We believe that the future of object storage are multi-region, low latency buckets that support atomic CAS operations. Inspired by The Cloud Storage Triad: Latency, Cost, Durability, we set out to build a storage engine built for the cloud. SlateDB is that storage engine.
Features
- Zero-Disk architecture: SlateDB is easy to operate. It runs as an in-process storage engine with no local state, no control plane, and no replication protocol.
- Single-writer: SlateDB is designed for a single writer. Partitioning can easily be built on top of SlateDB since fencing is supported.
- Multiple-readers: Multiple readers on different nodes can all read the same SlateDB database.
- Read caching: SlateDB supports in-memory and (optional) on-disk read caching to reduce latency and API cost.
- Snapshot isolation: SlateDB supports snapshot isolation, which allows readers and writers to see a consistent view of the database.
- Transactions: Transactional writes are supported.
- Object store persistence: SlateDB writes all data to object storage, which means SlateDB has the same durability, scalability, and availability as your object store.
- Writer fencing: SlateDB enforces writer fencing. Zombie writer processes are detected and prevented from writing to the database.
- Pluggable compaction: SlateDB supports pluggable compaction, so you can use the compaction strategies that fits your needs.

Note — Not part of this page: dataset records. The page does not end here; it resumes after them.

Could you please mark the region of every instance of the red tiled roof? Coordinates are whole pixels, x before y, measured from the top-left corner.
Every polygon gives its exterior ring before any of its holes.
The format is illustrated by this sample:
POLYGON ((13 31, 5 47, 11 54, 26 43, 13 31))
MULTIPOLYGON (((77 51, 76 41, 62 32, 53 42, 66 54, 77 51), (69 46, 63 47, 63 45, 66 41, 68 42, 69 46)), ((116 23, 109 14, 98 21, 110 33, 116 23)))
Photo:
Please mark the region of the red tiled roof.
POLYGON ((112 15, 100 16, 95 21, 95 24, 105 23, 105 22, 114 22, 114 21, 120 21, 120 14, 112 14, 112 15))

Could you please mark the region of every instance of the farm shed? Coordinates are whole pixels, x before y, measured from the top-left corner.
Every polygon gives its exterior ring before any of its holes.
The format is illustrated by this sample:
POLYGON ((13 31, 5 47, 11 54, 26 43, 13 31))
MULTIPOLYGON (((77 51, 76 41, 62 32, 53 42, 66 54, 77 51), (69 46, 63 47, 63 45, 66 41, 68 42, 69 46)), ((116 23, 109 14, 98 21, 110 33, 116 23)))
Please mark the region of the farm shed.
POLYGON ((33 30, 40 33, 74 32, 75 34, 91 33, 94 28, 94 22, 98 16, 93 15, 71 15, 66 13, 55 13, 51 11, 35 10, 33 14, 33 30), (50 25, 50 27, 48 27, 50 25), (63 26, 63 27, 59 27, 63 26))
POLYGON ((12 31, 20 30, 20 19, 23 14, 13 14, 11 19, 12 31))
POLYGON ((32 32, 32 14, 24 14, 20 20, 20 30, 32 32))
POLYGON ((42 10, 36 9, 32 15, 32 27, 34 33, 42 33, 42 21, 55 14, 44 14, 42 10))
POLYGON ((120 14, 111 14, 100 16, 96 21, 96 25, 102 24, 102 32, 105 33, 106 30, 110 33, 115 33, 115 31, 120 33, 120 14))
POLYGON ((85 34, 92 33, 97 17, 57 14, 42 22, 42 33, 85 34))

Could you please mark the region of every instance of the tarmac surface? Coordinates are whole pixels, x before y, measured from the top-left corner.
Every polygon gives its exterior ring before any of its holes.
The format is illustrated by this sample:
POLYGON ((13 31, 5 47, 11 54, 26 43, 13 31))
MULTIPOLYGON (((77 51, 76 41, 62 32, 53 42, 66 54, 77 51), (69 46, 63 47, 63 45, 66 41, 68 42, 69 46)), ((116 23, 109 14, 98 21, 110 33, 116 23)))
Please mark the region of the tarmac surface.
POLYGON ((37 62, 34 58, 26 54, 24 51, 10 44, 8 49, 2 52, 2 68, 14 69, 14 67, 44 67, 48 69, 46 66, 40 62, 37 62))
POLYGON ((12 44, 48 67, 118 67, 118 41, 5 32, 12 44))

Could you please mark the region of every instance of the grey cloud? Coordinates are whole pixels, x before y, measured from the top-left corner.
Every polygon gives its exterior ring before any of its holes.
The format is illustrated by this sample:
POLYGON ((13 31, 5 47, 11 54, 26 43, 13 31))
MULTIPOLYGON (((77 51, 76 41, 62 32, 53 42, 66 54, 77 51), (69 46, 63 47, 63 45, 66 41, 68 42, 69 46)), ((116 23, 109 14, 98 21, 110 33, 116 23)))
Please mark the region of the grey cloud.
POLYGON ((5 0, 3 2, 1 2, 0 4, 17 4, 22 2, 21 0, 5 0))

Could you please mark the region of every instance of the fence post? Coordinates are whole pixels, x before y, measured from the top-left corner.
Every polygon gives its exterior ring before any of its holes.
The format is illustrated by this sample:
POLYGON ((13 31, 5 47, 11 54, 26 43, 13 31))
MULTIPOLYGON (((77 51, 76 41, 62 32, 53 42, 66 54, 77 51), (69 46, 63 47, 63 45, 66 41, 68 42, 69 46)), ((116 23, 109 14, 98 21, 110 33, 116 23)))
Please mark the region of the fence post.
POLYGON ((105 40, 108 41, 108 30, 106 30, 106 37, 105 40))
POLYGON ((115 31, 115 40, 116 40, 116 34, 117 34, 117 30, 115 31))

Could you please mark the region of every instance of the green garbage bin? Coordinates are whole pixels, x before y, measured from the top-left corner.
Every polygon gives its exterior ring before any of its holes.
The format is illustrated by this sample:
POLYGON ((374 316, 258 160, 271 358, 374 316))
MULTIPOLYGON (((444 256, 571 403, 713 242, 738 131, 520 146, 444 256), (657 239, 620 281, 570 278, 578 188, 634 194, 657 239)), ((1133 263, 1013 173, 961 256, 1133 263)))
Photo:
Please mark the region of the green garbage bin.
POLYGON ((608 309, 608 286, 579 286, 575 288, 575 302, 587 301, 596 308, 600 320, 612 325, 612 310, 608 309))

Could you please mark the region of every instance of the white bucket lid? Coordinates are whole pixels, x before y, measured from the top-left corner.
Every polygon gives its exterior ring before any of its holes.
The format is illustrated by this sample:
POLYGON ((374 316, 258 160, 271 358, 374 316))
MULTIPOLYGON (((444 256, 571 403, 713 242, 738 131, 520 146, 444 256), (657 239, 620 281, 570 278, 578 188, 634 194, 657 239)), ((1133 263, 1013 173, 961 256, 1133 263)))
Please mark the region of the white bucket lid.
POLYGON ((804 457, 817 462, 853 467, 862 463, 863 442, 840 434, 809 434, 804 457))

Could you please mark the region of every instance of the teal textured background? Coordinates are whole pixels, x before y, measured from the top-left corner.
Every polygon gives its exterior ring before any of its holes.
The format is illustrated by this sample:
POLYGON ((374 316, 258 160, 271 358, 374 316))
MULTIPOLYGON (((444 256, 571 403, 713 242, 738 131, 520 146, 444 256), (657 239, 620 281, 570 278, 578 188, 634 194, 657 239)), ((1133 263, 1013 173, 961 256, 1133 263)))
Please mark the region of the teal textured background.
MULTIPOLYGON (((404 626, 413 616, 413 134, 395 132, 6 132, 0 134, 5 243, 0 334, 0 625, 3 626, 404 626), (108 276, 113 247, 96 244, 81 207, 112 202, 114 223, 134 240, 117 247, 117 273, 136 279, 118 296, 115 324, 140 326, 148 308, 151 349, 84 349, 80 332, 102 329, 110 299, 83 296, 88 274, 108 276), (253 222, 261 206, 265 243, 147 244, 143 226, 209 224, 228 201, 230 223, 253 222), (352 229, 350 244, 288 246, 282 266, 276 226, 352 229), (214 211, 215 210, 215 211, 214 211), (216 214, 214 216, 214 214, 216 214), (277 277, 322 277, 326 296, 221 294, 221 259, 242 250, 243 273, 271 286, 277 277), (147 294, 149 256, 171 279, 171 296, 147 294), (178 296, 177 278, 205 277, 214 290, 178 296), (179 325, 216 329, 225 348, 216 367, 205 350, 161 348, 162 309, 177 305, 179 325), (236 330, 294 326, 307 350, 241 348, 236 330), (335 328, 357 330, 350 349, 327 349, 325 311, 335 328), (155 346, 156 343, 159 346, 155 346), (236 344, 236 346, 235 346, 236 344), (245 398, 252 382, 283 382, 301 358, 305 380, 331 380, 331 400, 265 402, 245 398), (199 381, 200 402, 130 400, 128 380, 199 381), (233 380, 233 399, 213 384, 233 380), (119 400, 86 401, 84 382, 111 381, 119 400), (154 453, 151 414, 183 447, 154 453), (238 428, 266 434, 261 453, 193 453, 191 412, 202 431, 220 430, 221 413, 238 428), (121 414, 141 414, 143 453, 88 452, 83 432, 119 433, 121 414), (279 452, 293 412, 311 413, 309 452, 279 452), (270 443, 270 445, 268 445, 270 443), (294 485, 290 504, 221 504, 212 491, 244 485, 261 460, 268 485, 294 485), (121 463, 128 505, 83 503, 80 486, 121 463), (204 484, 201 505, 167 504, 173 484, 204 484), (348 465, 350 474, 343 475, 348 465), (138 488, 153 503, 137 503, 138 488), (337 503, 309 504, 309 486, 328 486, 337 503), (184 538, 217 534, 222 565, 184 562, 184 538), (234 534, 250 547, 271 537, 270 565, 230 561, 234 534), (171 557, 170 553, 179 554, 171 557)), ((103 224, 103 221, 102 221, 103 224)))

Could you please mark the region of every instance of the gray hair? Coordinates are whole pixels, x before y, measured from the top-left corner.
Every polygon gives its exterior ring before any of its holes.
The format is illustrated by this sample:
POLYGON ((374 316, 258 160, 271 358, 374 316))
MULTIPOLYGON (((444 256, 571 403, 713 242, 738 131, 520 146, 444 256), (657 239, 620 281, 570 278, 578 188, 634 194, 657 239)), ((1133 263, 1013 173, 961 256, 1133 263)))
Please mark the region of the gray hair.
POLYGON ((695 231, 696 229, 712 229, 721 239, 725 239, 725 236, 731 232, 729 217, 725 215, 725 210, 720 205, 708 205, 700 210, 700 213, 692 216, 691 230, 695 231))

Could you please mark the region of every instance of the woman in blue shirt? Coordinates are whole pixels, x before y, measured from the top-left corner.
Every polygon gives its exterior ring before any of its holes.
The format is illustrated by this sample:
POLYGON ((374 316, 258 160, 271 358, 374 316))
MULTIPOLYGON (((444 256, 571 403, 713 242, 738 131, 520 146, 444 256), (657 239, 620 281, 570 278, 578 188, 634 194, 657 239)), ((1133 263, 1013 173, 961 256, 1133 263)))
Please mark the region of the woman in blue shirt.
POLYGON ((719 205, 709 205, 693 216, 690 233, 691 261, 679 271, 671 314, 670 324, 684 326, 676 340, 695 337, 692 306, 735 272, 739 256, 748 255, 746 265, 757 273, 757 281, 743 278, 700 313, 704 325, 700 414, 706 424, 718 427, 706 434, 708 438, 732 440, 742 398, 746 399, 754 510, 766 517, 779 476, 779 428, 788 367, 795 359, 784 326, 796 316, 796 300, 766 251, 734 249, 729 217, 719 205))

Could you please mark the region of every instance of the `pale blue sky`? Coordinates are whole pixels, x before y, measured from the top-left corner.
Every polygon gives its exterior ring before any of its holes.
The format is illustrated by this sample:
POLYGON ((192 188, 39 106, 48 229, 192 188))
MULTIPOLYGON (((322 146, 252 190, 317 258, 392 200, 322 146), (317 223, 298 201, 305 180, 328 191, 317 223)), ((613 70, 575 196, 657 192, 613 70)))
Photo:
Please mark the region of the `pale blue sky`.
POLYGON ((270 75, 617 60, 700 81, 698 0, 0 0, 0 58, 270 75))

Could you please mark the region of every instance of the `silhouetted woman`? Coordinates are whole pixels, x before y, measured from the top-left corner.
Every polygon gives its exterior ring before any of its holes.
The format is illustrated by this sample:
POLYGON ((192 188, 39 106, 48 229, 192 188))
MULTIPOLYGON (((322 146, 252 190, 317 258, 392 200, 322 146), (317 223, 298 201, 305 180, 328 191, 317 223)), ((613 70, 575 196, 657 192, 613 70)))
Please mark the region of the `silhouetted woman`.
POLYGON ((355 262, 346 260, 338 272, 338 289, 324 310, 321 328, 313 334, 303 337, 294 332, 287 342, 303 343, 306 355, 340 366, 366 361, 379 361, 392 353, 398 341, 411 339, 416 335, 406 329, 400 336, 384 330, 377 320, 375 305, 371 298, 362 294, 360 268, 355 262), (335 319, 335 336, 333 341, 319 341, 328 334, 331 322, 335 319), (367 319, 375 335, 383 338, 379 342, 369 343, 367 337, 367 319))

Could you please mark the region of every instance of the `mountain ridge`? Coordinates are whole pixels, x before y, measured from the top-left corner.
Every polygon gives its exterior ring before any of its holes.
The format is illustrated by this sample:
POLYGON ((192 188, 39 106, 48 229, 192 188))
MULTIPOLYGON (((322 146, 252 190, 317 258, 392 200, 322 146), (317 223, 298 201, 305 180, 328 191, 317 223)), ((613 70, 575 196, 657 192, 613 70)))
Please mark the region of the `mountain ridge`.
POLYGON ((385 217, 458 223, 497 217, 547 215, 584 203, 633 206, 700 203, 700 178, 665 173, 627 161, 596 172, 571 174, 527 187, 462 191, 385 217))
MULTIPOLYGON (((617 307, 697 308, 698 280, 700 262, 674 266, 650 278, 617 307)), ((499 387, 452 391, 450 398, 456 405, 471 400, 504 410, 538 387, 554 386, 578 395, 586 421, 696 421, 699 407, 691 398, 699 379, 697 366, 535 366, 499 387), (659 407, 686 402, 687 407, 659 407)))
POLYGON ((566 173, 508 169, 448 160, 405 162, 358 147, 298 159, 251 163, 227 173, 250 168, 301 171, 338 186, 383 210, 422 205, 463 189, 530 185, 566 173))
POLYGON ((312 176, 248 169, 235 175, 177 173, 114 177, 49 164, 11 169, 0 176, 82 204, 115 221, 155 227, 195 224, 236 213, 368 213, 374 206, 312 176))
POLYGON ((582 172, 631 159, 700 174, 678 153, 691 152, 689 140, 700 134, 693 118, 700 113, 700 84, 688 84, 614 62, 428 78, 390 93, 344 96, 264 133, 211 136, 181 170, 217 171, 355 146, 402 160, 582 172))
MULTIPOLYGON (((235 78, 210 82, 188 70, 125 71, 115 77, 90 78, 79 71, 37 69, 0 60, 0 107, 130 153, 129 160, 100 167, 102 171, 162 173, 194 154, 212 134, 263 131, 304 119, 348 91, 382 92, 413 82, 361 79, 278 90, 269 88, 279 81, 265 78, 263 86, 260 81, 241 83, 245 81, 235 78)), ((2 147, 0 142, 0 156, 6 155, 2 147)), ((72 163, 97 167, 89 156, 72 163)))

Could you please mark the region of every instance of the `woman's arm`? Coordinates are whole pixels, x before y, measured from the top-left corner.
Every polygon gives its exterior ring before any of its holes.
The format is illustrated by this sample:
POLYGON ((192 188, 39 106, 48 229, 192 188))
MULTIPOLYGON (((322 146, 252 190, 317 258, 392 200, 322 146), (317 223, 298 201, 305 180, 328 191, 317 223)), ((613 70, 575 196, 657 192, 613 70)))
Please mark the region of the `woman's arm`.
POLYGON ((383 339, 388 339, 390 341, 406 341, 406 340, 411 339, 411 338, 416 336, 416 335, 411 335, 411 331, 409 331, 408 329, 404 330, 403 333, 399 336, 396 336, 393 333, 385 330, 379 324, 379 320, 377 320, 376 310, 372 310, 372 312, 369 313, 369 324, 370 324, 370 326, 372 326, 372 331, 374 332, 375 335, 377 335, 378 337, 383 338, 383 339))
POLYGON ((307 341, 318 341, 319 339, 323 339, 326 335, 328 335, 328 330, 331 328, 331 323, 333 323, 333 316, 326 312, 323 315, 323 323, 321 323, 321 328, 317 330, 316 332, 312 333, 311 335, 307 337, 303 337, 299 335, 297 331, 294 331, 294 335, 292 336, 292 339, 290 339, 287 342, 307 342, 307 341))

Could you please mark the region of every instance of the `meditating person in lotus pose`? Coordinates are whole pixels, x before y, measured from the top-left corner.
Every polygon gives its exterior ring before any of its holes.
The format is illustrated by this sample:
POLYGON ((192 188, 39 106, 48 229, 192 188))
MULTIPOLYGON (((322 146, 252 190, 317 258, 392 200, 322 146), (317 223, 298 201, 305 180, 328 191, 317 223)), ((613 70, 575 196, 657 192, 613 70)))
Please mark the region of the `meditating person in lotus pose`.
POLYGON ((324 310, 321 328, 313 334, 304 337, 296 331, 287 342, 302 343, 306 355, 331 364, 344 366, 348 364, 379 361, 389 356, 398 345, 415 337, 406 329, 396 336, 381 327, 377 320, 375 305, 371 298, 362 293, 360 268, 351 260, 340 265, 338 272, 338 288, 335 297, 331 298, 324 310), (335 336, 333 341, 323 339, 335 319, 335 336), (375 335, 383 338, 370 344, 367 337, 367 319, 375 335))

Snapshot isolation and transactions are planned but not yet implemented.
Use Cases
SlateDB is a great fit for use cases that are tolerant to 50-100ms write latency, are tolerant to data loss during failure, or are willing to pay for frequent API PUT calls. Such use cases include:
- Stream processing
- Serverless functions
- Durable execution
- Workflow orchestration
- Durable caches
- Data lakes